Our obsession with using sales and marketing and acquisition to drive all growth leads to the opposite, in Suneet's opinion: angry customers that see sales and marketing as an obstacle in their path rather than people there to help. Ultimately, that is all they want.
Suneet picks out two stats that any SaaS marketer needs to know:
- 59% of people would prefer to do their own work than talk to a salesperson
- 75-90% of purchases are influenced by peers
Customers want information, just not the information given by sales and marketing teams. According to Robert Wollan, the Global MDofAccenture’s Management Consulting Division what customers want from a company is to:
- Be on our side.
- Be personally accountable for our desired results.
- Be proactive.
- Solve our problems.
- Be innovative in responding to our needs.
These don't sound like the traits of a salesperson. But they do sound like the traits of a great customer support person. What people want isn't sales and marketing. What people want is support.
Customer experience is what is going to differentiate you
“Customer Service teams already spend their entire day doing precisely what the modern (increasingly informed, increasingly confused) customer needs: help cutting through the noise to find the fastest way to a helpful answer.”
- Suneet Bhatt
When people in SaaS think of the customer experience, they think of design. When your customers think of customer experience, they think of the people on your team helping them out. If you want more customers doing better, the customer experience is where you need to invest. As Suneet says, “your tech is not going to differentiate you in the market, your customer experience is.”
When there was a market to acquire, growth came from acquisition. Now that market is saturated and acquired, growth comes from retention and upsell. Your customer support team lead both of those endeavors. And all they need to do is be helpful and “be on our side.”

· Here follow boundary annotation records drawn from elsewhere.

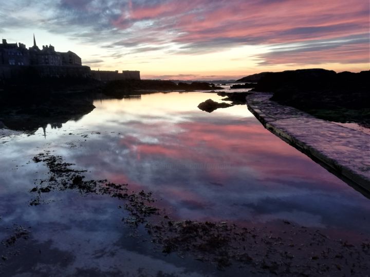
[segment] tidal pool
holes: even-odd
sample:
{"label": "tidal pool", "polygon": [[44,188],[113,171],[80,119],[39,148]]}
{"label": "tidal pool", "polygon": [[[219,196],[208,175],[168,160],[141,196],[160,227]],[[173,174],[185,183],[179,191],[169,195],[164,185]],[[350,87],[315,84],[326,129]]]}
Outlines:
{"label": "tidal pool", "polygon": [[30,135],[3,131],[0,240],[6,242],[23,229],[27,234],[16,238],[15,245],[0,246],[0,274],[241,272],[237,266],[220,271],[191,255],[156,251],[143,226],[133,231],[122,221],[127,211],[109,195],[55,191],[43,195],[40,205],[30,205],[30,190],[48,176],[45,165],[32,159],[47,151],[87,170],[87,179],[152,192],[156,206],[175,221],[238,226],[273,226],[284,221],[344,239],[368,236],[368,199],[264,129],[246,106],[211,113],[197,108],[207,99],[222,98],[170,92],[97,98],[96,108],[76,121],[50,122]]}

Support can be a massive driver of growth. During Suneet's time at Help Scout, 18% of new deals came directly from the support team. When he looked at his most successful customers, they were the ones that had the strongest relationship with the support team:
Successful customers were:
- 300% more likely to be engaged with support pre-trial
- 130% more likely to be engaged with support in the first three months
- 300% more likely to be engaged with support in the three - six month range
- 240% more likely to be engaged with support six months and onwards
When you have a support team that is proactive, is on the side of the customer, and is solving problems for them every single day, you have a team that is a cash cow. Which customer would turn down that level of service?
This doesn't mean revenue targets for support. Suneet criticizes that action as just making more salespeople. Instead, the support team needs to have no other target than helping the next customer fulfill their potential with the product.

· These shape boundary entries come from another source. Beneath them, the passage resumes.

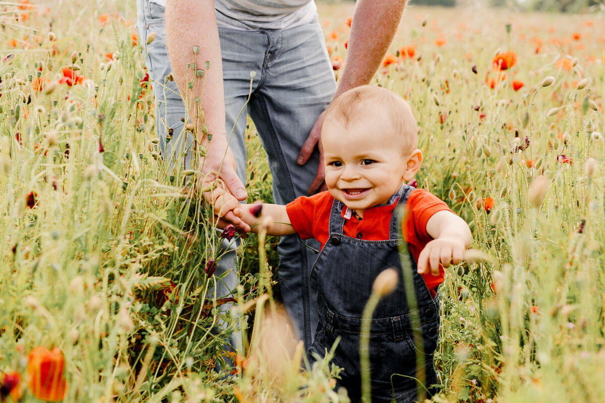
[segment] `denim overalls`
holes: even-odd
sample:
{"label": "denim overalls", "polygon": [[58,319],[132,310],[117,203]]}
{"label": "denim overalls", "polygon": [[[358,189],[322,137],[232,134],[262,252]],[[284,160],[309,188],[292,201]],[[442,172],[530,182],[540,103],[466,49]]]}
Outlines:
{"label": "denim overalls", "polygon": [[[437,382],[433,353],[437,347],[439,327],[439,298],[433,298],[410,254],[425,362],[416,363],[416,347],[410,324],[397,244],[397,208],[405,206],[413,188],[404,185],[391,219],[388,240],[365,240],[343,234],[343,204],[335,200],[330,214],[330,239],[311,272],[318,289],[319,323],[311,353],[323,356],[337,337],[341,340],[332,362],[344,369],[337,387],[347,388],[352,402],[361,398],[359,337],[361,316],[371,294],[374,279],[383,270],[397,269],[399,283],[379,303],[372,319],[370,341],[373,402],[411,402],[416,398],[416,369],[425,366],[426,387]],[[358,238],[362,236],[361,234]],[[408,266],[409,267],[409,266]],[[399,374],[399,375],[393,375]]]}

Building such a support team requires great people with great data using great tech. Tech, particularly AI, can still be used to help and create scale for the support team, but it is there to support rather than destroying their jobs. You need great people helping customers.
At Help Scout, they did that by helping the support team. Whenever a ticket came in, information about the customer was immediately surfaced for the team to give them context:
The support team doesn't need to ask questions. Instead, they can move straight to a solution for the customer.
In this context, a company isn't customer-first, it is customer support team first. As a CEO or head of growth, you want to build the team that thinks customer first. Give them the tools and ability to be on the side of the customer.
People buy from people
In sales, the saying is “people buy from people.” This is absolutely true. Unfortunately for sales though, they are no longer the people customers want to buy from. Salespeople no longer act as trustworthy people in the customers' eyes.
Support has taken that role. “People buy from people” works, but only if you think the person is on your side. If you build a support team that advocates for the customer and spends the entire day helping them, the side effect is growth. But what a great side effect to have.